MotionCFG: Boosting Motion Dynamics via Stochastic Concept Perturbation

Abstract

Despite recent advances in Text-to-Video (T2V) synthesis, generating high-fidelity and dynamic motion remains a significant challenge. Existing methods primarily rely on Classifier-Free Guidance (CFG), often with explicit negative prompts (e.g. "static", "blurry"), to suppress undesired artifacts. However, such explicit negations frequently introduce unintended semantic bias and distort object integrity; a phenomenon we define as Content-Motion Drift. To address this, we propose MotionCFG, a framework that enhances motion dynamics by contrasting a target concept with its noise-perturbed counterparts. Specifically, by injecting Gaussian noise into the concept embeddings, MotionCFG creates localized negative anchors that encapsulate a broad complementary space of sub-optimal motion variations. Unlike explicit negations, this approach facilitates implicit hard negative mining without shifting the global semantic identity, allowing for a focused refinement of temporal details. Combined with a piecewise guidance schedule that confines intervention to the early denoising steps, MotionCFG consistently improves motion dynamics across state-of-the-art T2V frameworks with negligible computational overhead and minimal compromise in visual quality. Additionally, we demonstrate that this noise-induced contrastive mechanism is effective not only for sharpening motion trajectories but also for steering complex, non-linear concepts such as precise object numerosity, which are typically difficult to modulate via standard text-based guidance.

Figures (8)

• Figure 1: Showcase of MotionCFG. While Standard CFG (left) produces over-saturated colors and static outputs that often fail to reflect the intended actions, MotionCFG (right) resolves motion ambiguity by selectively sharpening motion-related embeddings, thereby yielding realistic and physically dynamic videos faithful to the prompt. Motion words are highlighted in green.

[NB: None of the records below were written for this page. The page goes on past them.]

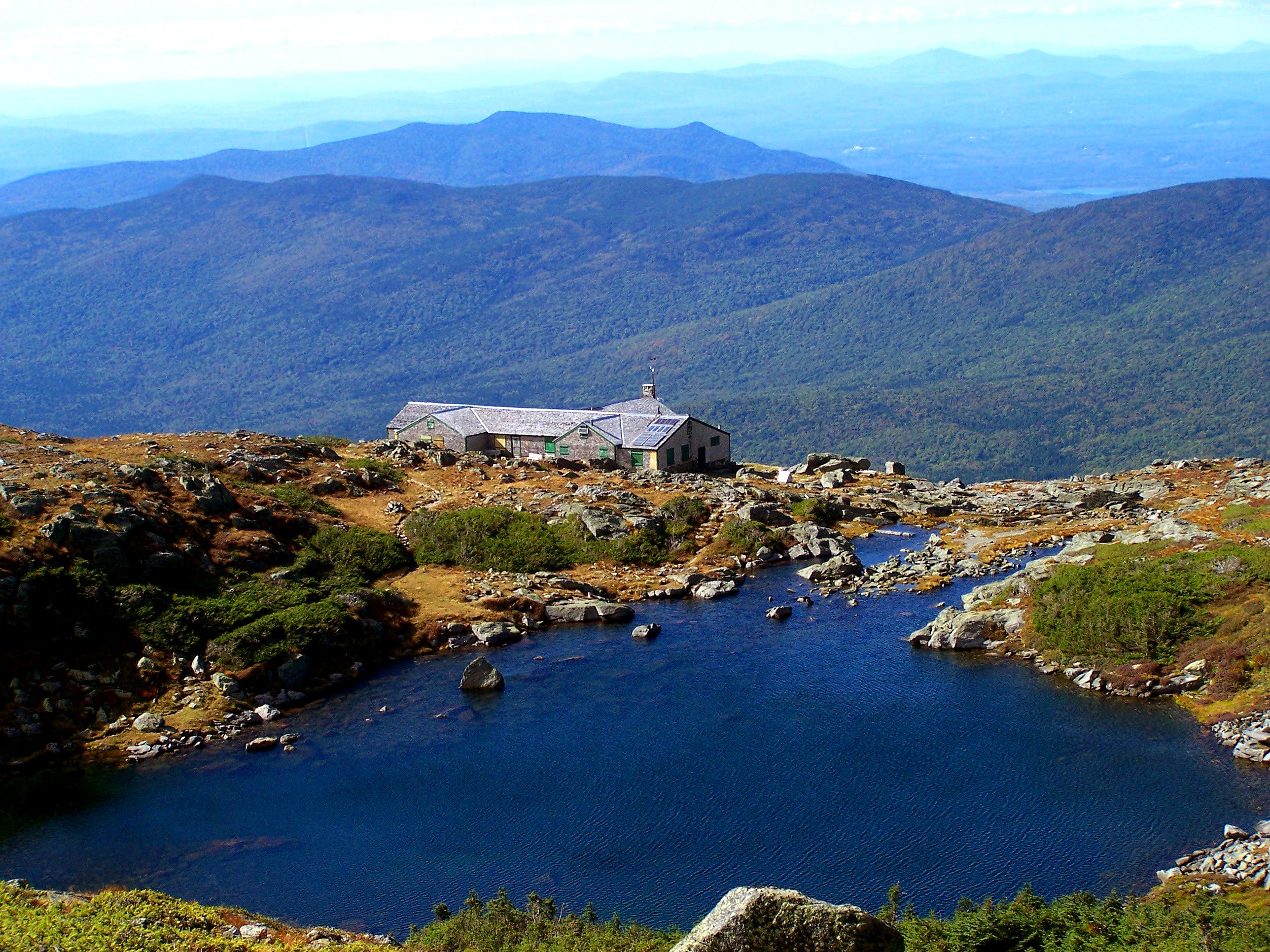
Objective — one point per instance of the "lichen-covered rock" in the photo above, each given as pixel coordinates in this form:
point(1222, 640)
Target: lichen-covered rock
point(494, 634)
point(958, 631)
point(148, 723)
point(843, 567)
point(587, 611)
point(482, 676)
point(764, 919)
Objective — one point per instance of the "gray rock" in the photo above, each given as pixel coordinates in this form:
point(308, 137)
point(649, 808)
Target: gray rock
point(601, 523)
point(841, 567)
point(482, 676)
point(766, 919)
point(148, 723)
point(581, 610)
point(494, 634)
point(714, 588)
point(210, 494)
point(764, 513)
point(959, 631)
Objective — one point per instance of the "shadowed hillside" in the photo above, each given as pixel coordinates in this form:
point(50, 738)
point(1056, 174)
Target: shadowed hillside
point(504, 149)
point(801, 311)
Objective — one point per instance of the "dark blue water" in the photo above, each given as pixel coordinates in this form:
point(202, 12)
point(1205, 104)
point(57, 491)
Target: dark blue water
point(821, 754)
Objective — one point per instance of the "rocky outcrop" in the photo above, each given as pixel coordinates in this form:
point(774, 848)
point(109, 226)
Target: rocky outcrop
point(714, 588)
point(495, 634)
point(587, 611)
point(843, 567)
point(482, 676)
point(958, 631)
point(1240, 857)
point(766, 919)
point(764, 513)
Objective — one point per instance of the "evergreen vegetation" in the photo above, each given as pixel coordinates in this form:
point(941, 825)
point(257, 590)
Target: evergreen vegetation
point(1169, 920)
point(836, 312)
point(1132, 603)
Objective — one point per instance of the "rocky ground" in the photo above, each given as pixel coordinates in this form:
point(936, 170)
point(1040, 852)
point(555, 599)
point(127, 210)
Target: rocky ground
point(162, 510)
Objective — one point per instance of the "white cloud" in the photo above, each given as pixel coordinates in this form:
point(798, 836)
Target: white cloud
point(78, 41)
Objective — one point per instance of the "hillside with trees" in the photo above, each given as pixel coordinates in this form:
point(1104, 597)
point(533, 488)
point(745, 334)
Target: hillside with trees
point(801, 311)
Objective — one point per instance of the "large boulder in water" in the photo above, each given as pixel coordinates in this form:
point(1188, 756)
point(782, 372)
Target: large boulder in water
point(482, 676)
point(764, 919)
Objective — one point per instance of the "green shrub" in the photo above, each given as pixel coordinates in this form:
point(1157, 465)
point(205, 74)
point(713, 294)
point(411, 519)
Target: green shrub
point(1132, 605)
point(382, 468)
point(296, 498)
point(499, 926)
point(304, 627)
point(504, 540)
point(354, 552)
point(1253, 519)
point(186, 622)
point(747, 536)
point(131, 920)
point(1081, 922)
point(491, 537)
point(822, 512)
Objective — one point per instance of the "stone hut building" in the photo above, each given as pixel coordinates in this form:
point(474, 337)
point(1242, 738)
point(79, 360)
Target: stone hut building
point(635, 435)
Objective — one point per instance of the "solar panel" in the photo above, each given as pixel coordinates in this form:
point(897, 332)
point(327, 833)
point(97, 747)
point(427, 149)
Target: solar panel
point(656, 432)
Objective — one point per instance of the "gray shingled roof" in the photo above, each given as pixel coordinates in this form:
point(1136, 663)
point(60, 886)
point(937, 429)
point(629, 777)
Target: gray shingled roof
point(651, 407)
point(621, 426)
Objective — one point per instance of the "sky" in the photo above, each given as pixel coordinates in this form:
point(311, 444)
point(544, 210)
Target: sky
point(91, 42)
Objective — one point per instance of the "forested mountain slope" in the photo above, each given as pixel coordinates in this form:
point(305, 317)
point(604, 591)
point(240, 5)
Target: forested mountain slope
point(506, 148)
point(322, 304)
point(1076, 340)
point(799, 311)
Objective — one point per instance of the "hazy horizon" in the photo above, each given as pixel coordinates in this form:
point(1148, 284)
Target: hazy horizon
point(70, 43)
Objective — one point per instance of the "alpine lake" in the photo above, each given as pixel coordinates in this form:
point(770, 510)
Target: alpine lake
point(649, 777)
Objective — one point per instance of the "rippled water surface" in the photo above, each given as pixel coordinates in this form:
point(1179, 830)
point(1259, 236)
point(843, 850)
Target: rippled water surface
point(651, 777)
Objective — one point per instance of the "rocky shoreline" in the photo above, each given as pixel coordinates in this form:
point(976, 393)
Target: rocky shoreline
point(807, 513)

• Figure 2: Overview of the MotionCFG pipeline.Step 1: Motion-related tokens in the prompt are identified via an LLM. Step 2: Gaussian noise ($\delta_t$) is injected exclusively into these motion text embeddings to generate a perturbed condition ($c_{pert,t}$). Step 3: A piecewise guidance schedule applies MotionCFG during the early sampling steps to establish robust motion trajectories, before reverting to standard CFG to refine spatial details.

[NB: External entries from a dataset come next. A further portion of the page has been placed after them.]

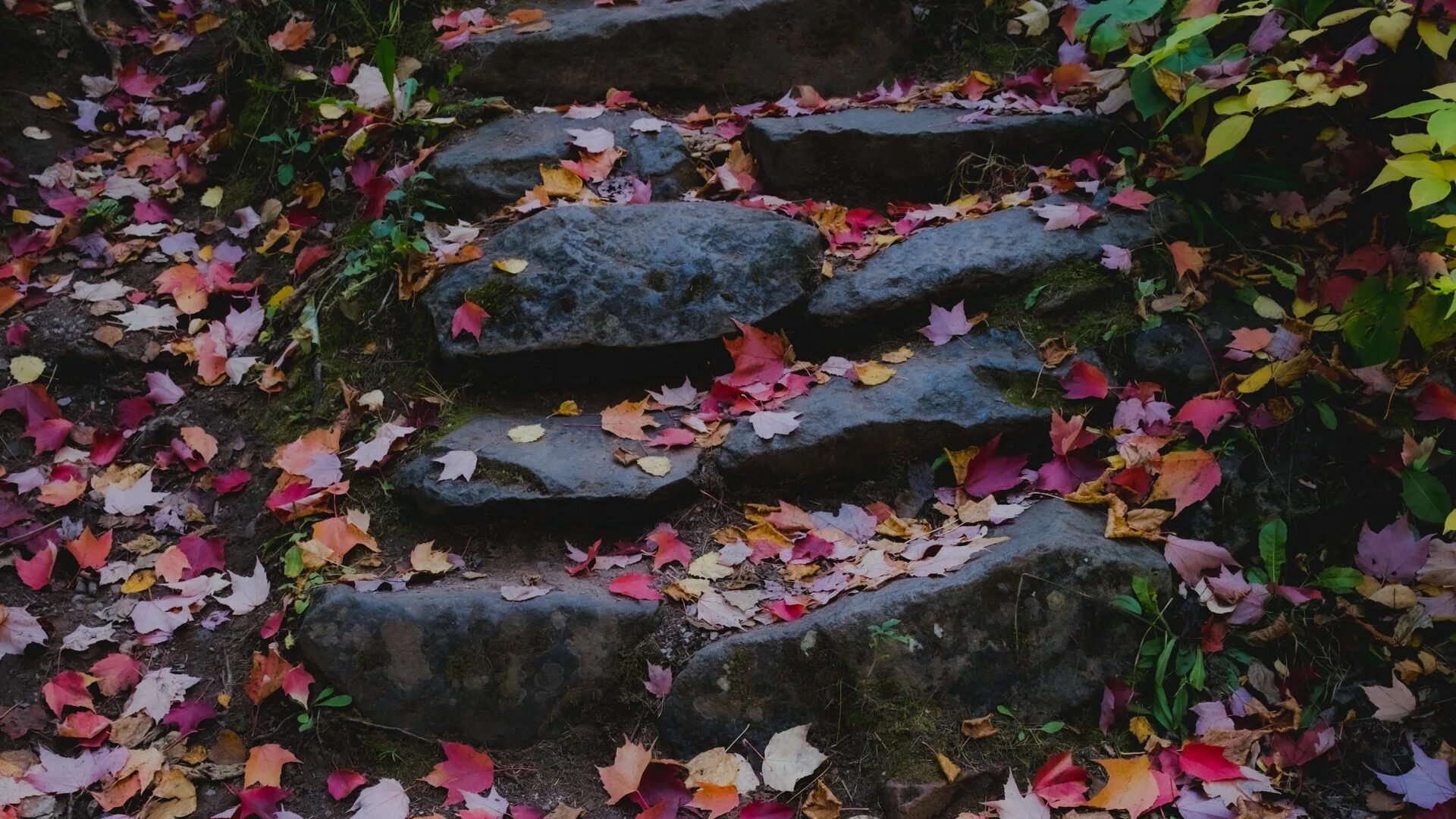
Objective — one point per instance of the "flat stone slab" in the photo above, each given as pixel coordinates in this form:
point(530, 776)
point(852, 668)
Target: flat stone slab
point(463, 662)
point(944, 397)
point(500, 161)
point(974, 257)
point(698, 50)
point(571, 464)
point(626, 279)
point(871, 156)
point(1024, 626)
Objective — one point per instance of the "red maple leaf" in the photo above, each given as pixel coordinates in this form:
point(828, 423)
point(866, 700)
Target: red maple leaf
point(990, 471)
point(1084, 381)
point(758, 357)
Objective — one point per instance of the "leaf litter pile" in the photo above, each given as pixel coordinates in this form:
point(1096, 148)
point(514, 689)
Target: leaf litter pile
point(127, 521)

• Figure 3: Qualitative comparison on Wan2.1. Each row shows uniformly sampled frames from a generated video. "Baseline" denotes negative-prompted CFG. While existing approaches produce near-static outputs or visual artifacts, MotionCFG generates physically plausible dynamics faithful to the highlighted motion tokens (green).

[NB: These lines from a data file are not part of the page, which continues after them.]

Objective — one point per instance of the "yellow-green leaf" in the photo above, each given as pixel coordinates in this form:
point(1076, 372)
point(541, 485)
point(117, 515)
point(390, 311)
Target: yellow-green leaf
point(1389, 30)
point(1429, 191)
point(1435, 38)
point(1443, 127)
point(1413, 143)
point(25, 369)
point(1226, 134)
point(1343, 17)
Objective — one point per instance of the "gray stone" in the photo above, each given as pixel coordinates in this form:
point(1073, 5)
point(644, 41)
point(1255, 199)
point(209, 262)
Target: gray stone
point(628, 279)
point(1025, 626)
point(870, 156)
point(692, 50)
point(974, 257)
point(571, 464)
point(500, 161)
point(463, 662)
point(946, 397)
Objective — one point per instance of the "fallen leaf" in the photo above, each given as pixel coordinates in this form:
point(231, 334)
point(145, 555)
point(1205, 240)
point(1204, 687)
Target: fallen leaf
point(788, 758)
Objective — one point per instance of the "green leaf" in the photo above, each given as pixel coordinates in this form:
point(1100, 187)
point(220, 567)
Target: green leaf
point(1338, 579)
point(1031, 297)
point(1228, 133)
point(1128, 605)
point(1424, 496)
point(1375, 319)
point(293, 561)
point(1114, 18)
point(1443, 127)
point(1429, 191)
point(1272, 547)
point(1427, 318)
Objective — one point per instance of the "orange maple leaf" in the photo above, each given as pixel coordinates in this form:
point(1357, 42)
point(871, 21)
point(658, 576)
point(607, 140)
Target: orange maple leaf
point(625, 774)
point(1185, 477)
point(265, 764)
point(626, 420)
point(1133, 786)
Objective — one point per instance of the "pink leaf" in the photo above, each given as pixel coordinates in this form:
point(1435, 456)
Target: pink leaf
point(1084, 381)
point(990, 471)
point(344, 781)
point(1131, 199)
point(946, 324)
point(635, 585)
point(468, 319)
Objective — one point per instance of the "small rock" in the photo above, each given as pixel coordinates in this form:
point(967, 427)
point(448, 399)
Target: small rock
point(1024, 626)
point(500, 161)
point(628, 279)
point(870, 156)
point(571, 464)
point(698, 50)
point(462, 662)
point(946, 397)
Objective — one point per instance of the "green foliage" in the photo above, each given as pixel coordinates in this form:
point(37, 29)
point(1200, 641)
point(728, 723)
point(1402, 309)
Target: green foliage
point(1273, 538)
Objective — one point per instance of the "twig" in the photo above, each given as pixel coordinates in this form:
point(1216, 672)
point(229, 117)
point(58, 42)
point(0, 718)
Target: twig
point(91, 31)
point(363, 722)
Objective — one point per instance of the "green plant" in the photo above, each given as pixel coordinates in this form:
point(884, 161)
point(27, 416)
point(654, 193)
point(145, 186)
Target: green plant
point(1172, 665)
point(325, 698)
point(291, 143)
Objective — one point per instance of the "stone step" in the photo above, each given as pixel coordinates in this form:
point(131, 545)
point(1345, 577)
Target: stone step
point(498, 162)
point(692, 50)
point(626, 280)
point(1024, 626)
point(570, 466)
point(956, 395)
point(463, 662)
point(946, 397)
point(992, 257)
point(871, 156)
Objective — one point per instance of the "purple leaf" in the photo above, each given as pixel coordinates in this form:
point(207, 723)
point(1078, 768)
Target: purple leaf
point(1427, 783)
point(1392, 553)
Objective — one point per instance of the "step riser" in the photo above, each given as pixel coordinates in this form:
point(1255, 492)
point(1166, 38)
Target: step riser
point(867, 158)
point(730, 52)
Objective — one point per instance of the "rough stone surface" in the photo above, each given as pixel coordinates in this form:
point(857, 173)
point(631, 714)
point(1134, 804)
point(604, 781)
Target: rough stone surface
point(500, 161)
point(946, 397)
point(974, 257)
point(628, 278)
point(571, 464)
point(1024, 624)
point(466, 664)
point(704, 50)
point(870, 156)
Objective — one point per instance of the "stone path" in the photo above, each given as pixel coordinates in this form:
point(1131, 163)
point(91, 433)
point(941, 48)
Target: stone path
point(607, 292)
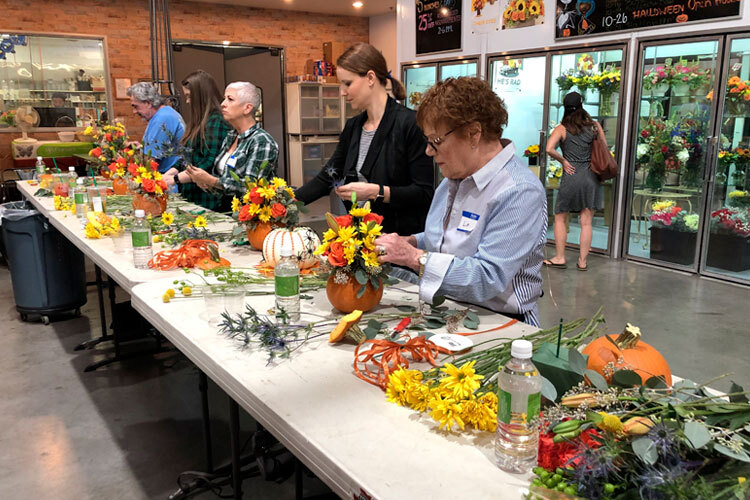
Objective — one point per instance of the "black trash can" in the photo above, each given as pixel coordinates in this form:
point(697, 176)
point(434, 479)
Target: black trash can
point(46, 269)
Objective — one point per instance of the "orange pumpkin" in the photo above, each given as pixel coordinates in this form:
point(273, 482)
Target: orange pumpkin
point(343, 296)
point(627, 352)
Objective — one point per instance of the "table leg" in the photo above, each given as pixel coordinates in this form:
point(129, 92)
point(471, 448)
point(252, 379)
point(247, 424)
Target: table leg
point(234, 430)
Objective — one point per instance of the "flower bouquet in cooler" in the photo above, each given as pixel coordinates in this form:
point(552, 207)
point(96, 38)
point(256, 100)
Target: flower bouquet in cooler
point(357, 277)
point(265, 206)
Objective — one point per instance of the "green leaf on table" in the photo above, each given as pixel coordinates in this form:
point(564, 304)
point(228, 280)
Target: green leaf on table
point(360, 276)
point(737, 398)
point(548, 389)
point(656, 382)
point(737, 455)
point(576, 361)
point(626, 378)
point(471, 324)
point(645, 449)
point(597, 380)
point(697, 434)
point(406, 308)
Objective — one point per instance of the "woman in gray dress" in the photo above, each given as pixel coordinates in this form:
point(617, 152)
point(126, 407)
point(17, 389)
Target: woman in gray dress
point(580, 190)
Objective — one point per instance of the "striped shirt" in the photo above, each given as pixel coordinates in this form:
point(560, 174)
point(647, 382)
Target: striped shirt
point(486, 237)
point(254, 147)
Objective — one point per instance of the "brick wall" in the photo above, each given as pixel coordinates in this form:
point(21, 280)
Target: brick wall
point(125, 24)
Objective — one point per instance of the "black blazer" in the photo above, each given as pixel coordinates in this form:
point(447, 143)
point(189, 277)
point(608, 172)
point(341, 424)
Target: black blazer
point(396, 158)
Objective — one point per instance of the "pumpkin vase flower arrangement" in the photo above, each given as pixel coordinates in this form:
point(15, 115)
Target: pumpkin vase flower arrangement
point(357, 276)
point(265, 205)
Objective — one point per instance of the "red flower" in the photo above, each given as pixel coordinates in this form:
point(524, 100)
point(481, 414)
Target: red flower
point(278, 210)
point(255, 197)
point(336, 254)
point(344, 220)
point(373, 217)
point(244, 213)
point(148, 185)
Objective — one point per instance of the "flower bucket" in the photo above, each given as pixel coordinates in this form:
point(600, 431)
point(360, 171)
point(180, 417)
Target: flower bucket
point(151, 204)
point(258, 234)
point(343, 296)
point(119, 185)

• Figure 4: Trade-off analysis between text fidelity and motion dynamics. Each point corresponds to a different hyperparameter choice (e.g., ratio $\tau$). MotionCFG (red) achieves higher motion scores (FLOW, Dino Segm Dist, DEVIL) with minimal X-CLIP degradation, while baselines either sacrifice fidelity or fail to improve dynamics.
• Figure 5: Qualitative comparison of subject count consistency. While the Interval Guidance (a) hallucinated an additional horse, our method (b) consistently maintained the requested count of three horses throughout the video.